I'm having exactly the same problem with my Cav KC. He's always been a bit bird-obsessed but is 4 now and it's suddenly gotten a lot worse. Same as you - he won't leave it, sits chewing / eating it, and if I try to take it off him he paws, scratches or nips me (and he is normally such a lovely good-tempered dog). I'm worried about the sharpness hurting his insides and the fact that they distract him so much - he will hunt them out and then nothing will get him to leave it (food, treats, ball...) I don't know what to do!!!!!


----------



## springerpete

wingnut said:


> Our dog a K.C. Cav. has now decided to eat feathers. Once he gets one its very difficult to get it out of his mouth....he stops and will not continue on his walk and will sit down and not budge, all he wants to do is go home with the feather. Its getting embarrassing!!
> We've tried treats and also the clicker to no avail.
> Has anyone got an idea on how to stop him?
> I don't want to use a muzzle.


Isn't it strange, you're worried about your little dog picking up feathers, whilst I actively use them to train my pups. I've a couple of training dummies with pheasant wings attatched that I use with pups. ( Never had any issues with mites of the like, aso I shouldn't worry too much. )


----------



## 8tansox

Us raw feeders don't always bother plucking birds to feed our dogs, not had any problems so far.... been feeding raw for over three years now.


----------



## Emmastace

I wouldn't worry about it personally......there are a million things my dogs have had in their mouth or eaten over the years, to no ill effect.
When the behaviourist was assessing Mia for her fear problems she brought a massive crate out containing everything you could think of to see what Mia was drawn to and how she reacted to things. After tossing everything out of the crate, stealing a few things and running off to hide them in my bed, she finally settled on a multi-section red leather handbag that was stuffed with about 80 pheasant feathers. She spent a few minutes opening all the compartments getting the feathers out carefully then discarded the bag. She then ran around like a mad thing dropping feathers everywhere. Although the feathers were strewn all over the house and yard, upstairs and down she decided they were her most treasured possessions and threw them everywhere every time i picked them up and put them in her toy box. She was chewing them for weeks with me picking some up whenever she wasn't looking and getting rid of them.


----------



## rottiemum

I wouldn't worry about the feathers...I had a dog once that caught a bird :scared:

She was coming in from the back garden with feathers sticking out of her mouth and I realised it was a bird and made her drop it before she came in the house. When I went to dispose of the bird I realised something really gross - it was missing its head - this I found a day later when she had thrown it up. (sorry, that's really gross)
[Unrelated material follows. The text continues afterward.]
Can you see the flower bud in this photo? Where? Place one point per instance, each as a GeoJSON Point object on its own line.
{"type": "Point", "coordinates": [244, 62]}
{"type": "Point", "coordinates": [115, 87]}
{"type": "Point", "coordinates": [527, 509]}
But the point is she was fine - no ill effects.


----------



## Blondie

8tansox said:


> Us raw feeders don't always bother plucking birds to feed our dogs, not had any problems so far.... been feeding raw for over three years now.


You took the words out my mouth, lol!!


----------



## Malmum

He's probably trying to tell you something - like where's the rest of the bird then mum? 

When Marty and Flynn caught a dove they ate the lot, feathers and all. They plucked a bit but not much cos they couldn't wait to get it in their tums - greedy boys!


----------



## [email protected]

I live near wildlife lakes so when we're out walking, quite frequently a fox has had a bird in the night so the feathers are left as evidence. My two love chewing them. I just let them get on with it to be honest.


----------



## louisefoy

I'm not so much worried about it as annoyed that it is starting to spoil our walks. If he's off the lead he will just find a feather and sit chewing it, refusing to move until he's eaten it (even if I just carry on walking without him), and if I put him on the lead it's pretty much a case of dragging him away! I could just do with somehting to distract him away.


----------



## Emmastace

louisefoy said:


> I'm not so much worried about it as annoyed that it is starting to spoil our walks. If he's off the lead he will just find a feather and sit chewing it, refusing to move until he's eaten it (even if I just carry on walking without him), and if I put him on the lead it's pretty much a case of dragging him away! I could just do with somehting to distract him away.[/QUOTE
> 
> Who's walk is it spoiling, yours or his? Sounds to me like chewing feathers is what he enjoys so I would let him. Dogs like to do lots of things out on a 'walk' that doesn't include walking. As long as he is getting proper exercise time it doesn't really matter.
> If you are worried about him not doing what you want him to do then teach a solid 'leave it' but I would still let him chomp on a few feathers sometimes if it's what he enjoys.


----------



## Rozanne

If you are walking more than one dog - in my case I have two cavies - it's not much fun for the other one to keep waiting whilst I take the feather away. There is no aggression when I do so but I'm concerned about whether or not this is harmful and just as important why is he doing it, because having taken one feather away he will "hunt" for another and be completely distracted from any commands, other toys or distraction techniques I might use.


----------